Visualizing the
Language of Hate
What Is This Visualization About?
This visualization is an interactive scatter plot displaying the top 100 emojis most frequently found in tweets labeled as hate speech. The data is drawn from the test.csv dataset, and the visualization filters for entries marked as hate speech (where label_gold is '1').
- X-Axis (Frequency): The horizontal position of an emoji represents its total count in the hate speech dataset. Emojis further to the right are more common.
- Y-Axis (Distribution): The vertical position is randomized to prevent emojis from overlapping, making the distribution easier to see.
- Interactivity: If you hover your mouse over any emoji, a red tooltip will appear. This box shows the top 10 most common words (excluding "stop words") that were used in the same tweets as that specific emoji, helping to reveal its context.
- Additional Context: The blue tab on the top right reveals a critical piece of information: the total number of hate speech tweets analyzed and, crucially, how many of them contained no emojis at all.

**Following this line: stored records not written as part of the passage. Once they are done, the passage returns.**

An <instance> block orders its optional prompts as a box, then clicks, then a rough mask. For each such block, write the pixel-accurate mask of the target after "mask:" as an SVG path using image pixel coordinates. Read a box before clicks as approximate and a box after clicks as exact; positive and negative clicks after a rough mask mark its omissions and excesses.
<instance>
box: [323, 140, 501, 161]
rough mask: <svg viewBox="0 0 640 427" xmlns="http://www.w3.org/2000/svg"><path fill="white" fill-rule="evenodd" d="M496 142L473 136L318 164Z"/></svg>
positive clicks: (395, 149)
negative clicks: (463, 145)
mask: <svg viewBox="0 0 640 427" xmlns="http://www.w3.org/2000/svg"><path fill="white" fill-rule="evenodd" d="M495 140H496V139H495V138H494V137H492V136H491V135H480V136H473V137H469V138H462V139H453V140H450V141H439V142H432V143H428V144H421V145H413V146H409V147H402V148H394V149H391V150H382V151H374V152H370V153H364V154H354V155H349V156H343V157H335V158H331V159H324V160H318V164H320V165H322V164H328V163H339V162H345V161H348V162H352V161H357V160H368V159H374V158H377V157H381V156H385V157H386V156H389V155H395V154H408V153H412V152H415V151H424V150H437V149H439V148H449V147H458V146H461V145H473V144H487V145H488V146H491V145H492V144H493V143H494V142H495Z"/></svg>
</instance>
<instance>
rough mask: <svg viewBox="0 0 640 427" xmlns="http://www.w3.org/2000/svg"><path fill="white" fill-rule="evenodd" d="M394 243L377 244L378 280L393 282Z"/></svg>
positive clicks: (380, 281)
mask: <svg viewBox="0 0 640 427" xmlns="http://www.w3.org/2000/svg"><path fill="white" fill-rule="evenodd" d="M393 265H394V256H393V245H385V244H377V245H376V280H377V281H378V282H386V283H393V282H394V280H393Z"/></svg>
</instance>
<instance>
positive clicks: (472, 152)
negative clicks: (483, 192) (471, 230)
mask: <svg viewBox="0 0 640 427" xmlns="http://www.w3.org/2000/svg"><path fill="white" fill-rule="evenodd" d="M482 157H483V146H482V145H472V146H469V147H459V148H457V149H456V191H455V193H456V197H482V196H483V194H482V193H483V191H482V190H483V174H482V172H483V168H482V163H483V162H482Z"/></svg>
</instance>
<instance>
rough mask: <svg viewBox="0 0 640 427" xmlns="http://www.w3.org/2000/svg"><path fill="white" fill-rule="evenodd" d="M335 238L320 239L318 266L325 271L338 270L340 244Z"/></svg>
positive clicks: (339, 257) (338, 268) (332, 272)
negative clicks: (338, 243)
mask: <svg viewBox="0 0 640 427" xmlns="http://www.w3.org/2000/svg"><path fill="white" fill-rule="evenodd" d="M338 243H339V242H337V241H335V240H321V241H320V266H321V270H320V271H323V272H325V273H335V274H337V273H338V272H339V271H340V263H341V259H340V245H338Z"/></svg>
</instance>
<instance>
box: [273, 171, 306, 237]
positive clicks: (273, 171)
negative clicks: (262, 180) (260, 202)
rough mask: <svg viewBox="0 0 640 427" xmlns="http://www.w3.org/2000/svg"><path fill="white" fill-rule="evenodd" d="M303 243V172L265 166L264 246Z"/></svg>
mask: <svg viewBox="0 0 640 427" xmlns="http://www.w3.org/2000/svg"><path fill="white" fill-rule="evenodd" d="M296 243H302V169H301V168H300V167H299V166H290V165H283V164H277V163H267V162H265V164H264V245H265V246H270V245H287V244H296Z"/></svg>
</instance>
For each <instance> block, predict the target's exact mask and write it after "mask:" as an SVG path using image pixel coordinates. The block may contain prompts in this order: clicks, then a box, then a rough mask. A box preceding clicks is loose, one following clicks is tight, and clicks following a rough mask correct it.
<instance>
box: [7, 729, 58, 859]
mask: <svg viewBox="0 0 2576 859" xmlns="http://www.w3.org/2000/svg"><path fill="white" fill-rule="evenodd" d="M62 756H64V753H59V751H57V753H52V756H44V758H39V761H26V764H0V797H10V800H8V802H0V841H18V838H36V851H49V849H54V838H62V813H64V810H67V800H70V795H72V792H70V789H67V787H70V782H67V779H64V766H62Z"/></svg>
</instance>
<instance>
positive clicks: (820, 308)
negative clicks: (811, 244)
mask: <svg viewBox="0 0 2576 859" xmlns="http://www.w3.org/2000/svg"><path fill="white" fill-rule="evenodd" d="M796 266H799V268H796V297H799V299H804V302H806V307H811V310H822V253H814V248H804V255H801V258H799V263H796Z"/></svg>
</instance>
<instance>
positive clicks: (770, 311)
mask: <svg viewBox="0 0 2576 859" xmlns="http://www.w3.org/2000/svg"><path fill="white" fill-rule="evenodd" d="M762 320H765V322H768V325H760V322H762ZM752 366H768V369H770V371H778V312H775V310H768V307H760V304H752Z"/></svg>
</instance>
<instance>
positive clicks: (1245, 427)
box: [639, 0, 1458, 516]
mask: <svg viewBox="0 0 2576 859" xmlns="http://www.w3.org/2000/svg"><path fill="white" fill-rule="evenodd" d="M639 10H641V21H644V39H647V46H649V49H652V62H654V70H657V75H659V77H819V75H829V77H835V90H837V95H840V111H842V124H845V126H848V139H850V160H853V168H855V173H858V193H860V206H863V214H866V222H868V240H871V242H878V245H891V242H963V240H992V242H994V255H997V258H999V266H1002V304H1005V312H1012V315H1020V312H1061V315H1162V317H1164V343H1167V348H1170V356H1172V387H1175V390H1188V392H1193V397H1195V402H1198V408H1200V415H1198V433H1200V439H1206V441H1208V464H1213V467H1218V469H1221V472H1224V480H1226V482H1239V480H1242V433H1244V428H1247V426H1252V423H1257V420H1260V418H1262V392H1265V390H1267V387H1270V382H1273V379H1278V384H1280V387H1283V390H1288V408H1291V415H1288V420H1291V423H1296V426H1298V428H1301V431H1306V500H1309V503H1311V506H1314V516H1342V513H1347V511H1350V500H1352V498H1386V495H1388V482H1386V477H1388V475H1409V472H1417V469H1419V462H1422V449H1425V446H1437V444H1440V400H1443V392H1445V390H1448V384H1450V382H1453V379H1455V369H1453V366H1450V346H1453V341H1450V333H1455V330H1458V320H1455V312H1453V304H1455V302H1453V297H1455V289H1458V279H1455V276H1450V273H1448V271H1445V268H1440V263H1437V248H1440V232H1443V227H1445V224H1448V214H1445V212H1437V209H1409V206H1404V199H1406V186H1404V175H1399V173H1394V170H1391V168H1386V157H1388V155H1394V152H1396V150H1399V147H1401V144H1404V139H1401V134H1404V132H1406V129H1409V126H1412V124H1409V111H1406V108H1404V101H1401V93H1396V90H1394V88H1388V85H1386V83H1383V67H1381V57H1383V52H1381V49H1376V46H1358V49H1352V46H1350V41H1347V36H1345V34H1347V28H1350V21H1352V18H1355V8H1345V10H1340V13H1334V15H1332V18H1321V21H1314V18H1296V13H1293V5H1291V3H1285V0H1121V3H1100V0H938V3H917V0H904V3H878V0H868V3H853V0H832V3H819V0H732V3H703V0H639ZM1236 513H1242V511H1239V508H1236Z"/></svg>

Why Am I Visualizing This Data?
Hate speech online is a complex and evolving problem. While much attention is given to explicit slurs or threats, communication—and therefore hate—is increasingly nuanced. Emojis are a powerful, visual, and often ambiguous part of that new language.
The purpose of this visualization is to explore and expose these patterns. By isolating the emojis most common in hateful content, we can begin to answer key questions:
- Are certain emojis being co-opted or weaponized by hate groups to signal intent?
- Do these emojis (like the Knife 🔪, Bomb 💣, or Skull 💀) simply add violent emphasis, or do they form a coded language to evade simple text-based content moderation?
- What is the relationship between these symbols and the text they accompany? (The hover-to-see-words feature is designed to explore this directly).
Understanding these connections is vital for researchers, platform designers, and content moderators. By seeing how hate is expressed, we can become better at identifying and mitigating its spread, moving beyond simple keyword filters to recognize more complex, symbol-based patterns of abuse.